A hybrid method can be widespread. I can hold my Python code and downgrade it to a device implementation, however add a markdown talent file that helps the brokers perceive when to invoke my agent talent and how one can interpret the outcomes. A typical product iteration would possibly start with a Python implementation and step by step incorporate Markdown directions, finally forming a hybrid talent design.
Agent talent vs MCP? Agent Talent + MCP!
Our brokers already hook up with information sources by means of MCP servers, however lots of our agent expertise additionally embrace the flexibility to learn straight from databases. This raises a sensible architectural query: when ought to an agent use MCP, and when ought to the potential stay inside a talent?
Anthropic explains the excellence clearly with a useful kitchen analogy:
MCP connects Claude to information; Abilities teaches Claude what to do with that information.
- MCP gives the skilled kitchen – entry to instruments, elements, and tools.

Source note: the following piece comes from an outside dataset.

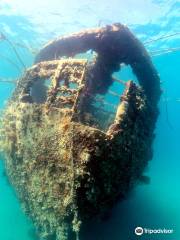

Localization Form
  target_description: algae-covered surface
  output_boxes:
[0,1,178,240]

- Abilities present the recipes – directions that inform the agent how one can use these sources to provide one thing helpful.
In my design, I deal with MCP connections as infrastructure and expertise as orchestration on how the info is used.
MCP servers are liable for exposing exterior information sources and providers. For instance, they could present structured entry to databases, logs, APIs, or inner programs. Their position is to make these sources out there to the agent in a standardized approach.
Agent expertise, then again, outline how the agent ought to use the info from MCP servers and different databases to perform a job.
Because of this, I sometimes implement:
- Database entry, APIs, and information retrieval as instruments (or MCP capabilities)
- Choice logic and workflows as agent expertise
Abilities as “Agentic RAG”
Ideally, the agent expertise load info dynamically from instruments when they’re executed. This makes the sample similar to agentic retrieval-augmented technology (RAG).
As an alternative of preloading all context into the immediate, the talent can:
- Establish what info it wants
- Retrieve the related information by means of a device or MCP server
- Course of that information in line with its directions
- Produce the ultimate output
This method retains the brokers light-weight whereas nonetheless permitting expertise to entry giant or altering datasets on demand.
Conclusion
Anthropic launched an essential paradigm shift, and Claude’s implementation of Agent Abilities gives helpful inspiration for constructing our personal agent programs. So long as our expertise seize the core objective of what a talent is supposed to do, which is encapsulating reusable on-demand capabilities for an agent, the particular format and implementation particulars can fluctuate. In the end, the design selections round when and how one can use expertise ought to be guided by the wants and constraints of the product we’re constructing.
Thanks for studying! I hope this has been useful to you.